Basically, streaking (getting multiples of the same result in a row) is a specific instance of the more generic problem of having previous results affect future results.

IIRC there are 350k rolls in ladyluck; the last time I checked, the distributions looked good. But if someone wants to really analyze 'em for reals (I'm more a data dude and less a stats dude), send me a PM and I'll give you dataset with all the dice results of the 1,800+ games recorded in ladyluck.

Edited by sozin

IIRC there are close to 1MM rolls in ladyluck; the last time I checked, the distributions looked good. But if someone wants to really analyze 'em for reals (I'm more a data dude and less a stats dude), send me a PM and I'll give you dataset with all the dice results of the 1,800+ games recorded in ladyluck.

How is the dataset formatted? If I don't have to do a bunch of cleaning, then running it through SAS to compute some descriptive statistics would be a fairly trivial task.
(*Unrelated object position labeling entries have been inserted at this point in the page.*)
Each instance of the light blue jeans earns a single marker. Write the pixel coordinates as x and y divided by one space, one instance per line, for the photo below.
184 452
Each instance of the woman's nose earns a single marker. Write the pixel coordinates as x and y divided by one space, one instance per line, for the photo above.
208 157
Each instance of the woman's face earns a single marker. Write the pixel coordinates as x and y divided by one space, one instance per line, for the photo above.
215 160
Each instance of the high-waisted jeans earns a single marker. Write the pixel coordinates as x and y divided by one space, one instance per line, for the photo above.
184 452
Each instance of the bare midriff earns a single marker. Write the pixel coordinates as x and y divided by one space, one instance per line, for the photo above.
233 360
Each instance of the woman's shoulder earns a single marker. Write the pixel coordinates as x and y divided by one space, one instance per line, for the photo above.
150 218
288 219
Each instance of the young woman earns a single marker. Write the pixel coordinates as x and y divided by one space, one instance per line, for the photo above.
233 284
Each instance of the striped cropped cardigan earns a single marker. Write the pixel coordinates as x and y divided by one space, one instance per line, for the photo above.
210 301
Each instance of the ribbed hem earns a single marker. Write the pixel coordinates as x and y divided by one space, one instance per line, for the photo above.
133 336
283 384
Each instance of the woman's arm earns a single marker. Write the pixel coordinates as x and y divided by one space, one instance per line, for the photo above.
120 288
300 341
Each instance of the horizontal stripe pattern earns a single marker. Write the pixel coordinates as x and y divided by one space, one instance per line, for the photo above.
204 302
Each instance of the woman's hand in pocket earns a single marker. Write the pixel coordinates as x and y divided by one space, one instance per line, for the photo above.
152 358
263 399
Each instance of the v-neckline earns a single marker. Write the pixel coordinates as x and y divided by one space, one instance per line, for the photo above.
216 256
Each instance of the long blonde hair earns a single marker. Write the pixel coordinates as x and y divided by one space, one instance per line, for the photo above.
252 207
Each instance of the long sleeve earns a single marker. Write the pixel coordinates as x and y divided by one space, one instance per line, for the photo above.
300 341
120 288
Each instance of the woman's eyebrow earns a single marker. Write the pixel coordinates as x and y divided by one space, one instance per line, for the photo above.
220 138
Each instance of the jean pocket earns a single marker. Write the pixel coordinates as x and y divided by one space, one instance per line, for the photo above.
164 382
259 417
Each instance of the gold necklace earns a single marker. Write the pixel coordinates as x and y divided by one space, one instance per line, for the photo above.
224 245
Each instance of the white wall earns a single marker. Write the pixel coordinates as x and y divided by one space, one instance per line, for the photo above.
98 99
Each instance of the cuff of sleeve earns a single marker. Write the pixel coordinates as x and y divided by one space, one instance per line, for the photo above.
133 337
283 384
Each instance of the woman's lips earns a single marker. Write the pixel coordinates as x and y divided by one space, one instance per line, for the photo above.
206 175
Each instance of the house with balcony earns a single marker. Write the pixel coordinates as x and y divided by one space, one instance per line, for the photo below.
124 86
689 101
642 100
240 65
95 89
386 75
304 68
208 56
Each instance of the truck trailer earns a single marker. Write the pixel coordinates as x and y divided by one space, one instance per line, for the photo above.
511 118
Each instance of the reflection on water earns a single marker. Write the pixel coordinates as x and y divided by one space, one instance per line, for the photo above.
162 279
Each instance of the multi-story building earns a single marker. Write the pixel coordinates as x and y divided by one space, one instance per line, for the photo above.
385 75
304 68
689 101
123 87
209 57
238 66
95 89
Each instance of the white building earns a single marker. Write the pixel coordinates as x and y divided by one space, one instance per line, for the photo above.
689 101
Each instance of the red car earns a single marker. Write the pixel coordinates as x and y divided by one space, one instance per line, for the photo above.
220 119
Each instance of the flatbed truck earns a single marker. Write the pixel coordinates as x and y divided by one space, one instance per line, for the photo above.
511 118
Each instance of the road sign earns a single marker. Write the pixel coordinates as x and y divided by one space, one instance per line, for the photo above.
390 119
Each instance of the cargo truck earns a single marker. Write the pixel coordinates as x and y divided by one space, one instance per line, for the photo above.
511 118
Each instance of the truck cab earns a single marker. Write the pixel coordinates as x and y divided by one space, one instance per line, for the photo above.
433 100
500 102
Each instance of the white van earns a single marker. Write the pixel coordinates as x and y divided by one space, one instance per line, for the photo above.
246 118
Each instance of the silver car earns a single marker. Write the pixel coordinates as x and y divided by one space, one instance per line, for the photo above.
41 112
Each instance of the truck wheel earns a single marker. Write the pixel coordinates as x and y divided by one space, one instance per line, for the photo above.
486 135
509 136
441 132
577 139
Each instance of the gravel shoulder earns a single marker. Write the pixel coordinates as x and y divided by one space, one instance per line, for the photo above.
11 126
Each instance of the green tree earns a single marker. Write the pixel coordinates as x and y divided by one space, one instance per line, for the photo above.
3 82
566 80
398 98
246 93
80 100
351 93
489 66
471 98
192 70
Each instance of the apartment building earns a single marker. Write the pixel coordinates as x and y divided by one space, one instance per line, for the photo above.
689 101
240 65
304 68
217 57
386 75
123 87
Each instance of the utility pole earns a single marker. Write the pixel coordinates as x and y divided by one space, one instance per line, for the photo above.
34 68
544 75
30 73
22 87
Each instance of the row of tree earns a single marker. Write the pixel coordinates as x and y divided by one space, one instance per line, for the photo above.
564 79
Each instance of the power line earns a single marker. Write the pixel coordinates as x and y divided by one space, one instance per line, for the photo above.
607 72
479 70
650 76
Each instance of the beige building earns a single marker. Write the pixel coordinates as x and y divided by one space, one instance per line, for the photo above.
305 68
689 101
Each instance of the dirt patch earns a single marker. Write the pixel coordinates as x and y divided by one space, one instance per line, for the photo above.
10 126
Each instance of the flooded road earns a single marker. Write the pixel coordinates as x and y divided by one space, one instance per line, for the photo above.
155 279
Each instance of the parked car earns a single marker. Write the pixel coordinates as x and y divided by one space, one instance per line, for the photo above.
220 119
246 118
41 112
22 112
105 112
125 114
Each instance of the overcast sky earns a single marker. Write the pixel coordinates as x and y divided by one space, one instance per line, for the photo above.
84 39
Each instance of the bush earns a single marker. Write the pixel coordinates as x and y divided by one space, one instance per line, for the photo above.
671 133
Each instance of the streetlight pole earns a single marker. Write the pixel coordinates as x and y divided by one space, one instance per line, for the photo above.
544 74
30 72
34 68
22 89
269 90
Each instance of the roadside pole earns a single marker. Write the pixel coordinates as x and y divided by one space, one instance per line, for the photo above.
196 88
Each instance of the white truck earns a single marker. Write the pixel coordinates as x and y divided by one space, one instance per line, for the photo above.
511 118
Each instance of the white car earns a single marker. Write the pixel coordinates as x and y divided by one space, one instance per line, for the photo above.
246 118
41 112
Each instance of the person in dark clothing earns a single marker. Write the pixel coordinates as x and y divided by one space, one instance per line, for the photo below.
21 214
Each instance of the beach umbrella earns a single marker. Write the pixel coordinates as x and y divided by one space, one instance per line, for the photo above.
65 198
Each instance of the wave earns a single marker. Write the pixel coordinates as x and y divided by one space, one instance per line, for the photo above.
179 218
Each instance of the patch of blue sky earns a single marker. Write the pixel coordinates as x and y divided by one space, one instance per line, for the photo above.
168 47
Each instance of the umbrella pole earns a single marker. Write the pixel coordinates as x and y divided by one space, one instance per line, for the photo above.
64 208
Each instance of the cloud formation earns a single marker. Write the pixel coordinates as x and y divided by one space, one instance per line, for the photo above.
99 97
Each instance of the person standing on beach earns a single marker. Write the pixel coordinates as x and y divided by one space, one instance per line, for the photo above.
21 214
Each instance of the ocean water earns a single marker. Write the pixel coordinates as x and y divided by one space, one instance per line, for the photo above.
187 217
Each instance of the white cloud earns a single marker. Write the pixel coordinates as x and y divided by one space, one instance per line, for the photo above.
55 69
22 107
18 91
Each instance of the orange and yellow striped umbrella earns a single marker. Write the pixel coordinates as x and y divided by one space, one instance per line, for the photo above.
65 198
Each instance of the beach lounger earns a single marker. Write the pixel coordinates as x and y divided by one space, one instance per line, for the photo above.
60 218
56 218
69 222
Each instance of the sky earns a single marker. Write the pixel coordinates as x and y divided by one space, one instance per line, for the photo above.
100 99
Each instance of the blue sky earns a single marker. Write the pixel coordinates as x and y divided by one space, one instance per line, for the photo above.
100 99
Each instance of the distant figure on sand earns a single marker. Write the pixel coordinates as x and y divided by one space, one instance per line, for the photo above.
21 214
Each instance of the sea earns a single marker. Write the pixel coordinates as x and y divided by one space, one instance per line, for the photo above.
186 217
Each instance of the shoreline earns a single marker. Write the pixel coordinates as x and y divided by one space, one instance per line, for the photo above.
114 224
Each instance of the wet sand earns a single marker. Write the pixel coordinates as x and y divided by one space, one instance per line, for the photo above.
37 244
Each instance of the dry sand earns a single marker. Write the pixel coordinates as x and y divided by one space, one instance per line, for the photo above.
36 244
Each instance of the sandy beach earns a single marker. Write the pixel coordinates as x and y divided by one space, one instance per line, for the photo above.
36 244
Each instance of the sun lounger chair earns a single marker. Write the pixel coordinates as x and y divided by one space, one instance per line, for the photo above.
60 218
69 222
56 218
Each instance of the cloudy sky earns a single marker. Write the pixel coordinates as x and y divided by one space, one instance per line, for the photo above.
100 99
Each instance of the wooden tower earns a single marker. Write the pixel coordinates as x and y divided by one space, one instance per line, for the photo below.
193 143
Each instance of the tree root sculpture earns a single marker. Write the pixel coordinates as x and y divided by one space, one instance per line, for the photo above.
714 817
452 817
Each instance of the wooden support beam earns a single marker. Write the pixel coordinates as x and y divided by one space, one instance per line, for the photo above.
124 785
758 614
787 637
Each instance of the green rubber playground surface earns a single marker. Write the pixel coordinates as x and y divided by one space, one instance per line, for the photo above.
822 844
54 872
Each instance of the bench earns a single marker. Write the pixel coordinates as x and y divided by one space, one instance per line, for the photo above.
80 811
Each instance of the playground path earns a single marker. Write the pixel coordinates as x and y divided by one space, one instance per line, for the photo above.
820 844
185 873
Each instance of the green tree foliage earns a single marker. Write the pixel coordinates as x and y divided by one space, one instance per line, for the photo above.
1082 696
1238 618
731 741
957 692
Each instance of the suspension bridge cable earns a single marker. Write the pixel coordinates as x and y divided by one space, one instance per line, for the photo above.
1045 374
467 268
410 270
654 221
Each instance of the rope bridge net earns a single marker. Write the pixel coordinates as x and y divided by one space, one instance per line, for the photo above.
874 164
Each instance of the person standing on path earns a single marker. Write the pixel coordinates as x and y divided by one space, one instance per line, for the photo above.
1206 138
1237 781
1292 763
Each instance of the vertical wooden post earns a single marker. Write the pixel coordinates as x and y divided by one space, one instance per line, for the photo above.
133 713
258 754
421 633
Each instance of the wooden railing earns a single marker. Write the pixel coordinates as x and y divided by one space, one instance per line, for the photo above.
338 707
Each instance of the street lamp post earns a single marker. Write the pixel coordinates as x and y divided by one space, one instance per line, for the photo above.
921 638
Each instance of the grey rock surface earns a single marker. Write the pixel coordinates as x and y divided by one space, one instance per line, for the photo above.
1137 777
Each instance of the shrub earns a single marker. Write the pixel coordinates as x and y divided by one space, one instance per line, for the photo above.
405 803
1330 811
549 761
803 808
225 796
It is pretty normalized. I'll post a link to the dataset once it finishes downloading :-) In terms of data cleaning, the only issue is that there will be some dupes (sometimes both players submit the games to ladyluck); the dataset has some hints on whether or not something is a dupe.

Vorpal, here's a link to the dataset. I was off by an order of magnitude in my estimate; its 100k+ rows :-)

A visualized datamodel is here; in plain English, here is the idea: games are composed of a unique id ('game_id'), a date/time it was played ('game_date'), and dice throws. A dice throw has a unique id ('throw_id'), a player throwing the dice ('player_name' ), and a set of numbered dice ('dice_num'). Each dice rolled has a type of roll - ATTACK, DEFEND, REROLL, or CONVERT, a color - RED, or GREEN - and a face result ( HIT, FOCUS, etc etc).

If I throw some attack dice, and you throw some defense dice, then both those throws share the same attack set ('attack_set_num'); a visualization of attack set concept can be found in the game tape tab of a ladyluck game.

Duplicates can be disambiguated by the game_date-player_name data pair; for example, below you see Paul and starslinger72 both submitted their TC Aces league game at the same time (3/23/2015: 1:53). There aren't a ton of duplicates, so they can either be ignored or cleaned out by looking for games that were played on the same day, have the same set of players, and same count of throw_ids.

16288303183_36d283c2f9_b.jpg

Edited by sozin

Vorpal, here's a link to the dataset. I was off by an order of magnitude in my estimate; its 100k+ rows :-)

Thanks. I don't know when I'll get to this--counting results is easy, but I have to figure out what stats will be meaningful, figure out logic for removing duplicates, and then actually run the code--but when I do I'll put the results up here... and maybe even at TC, too.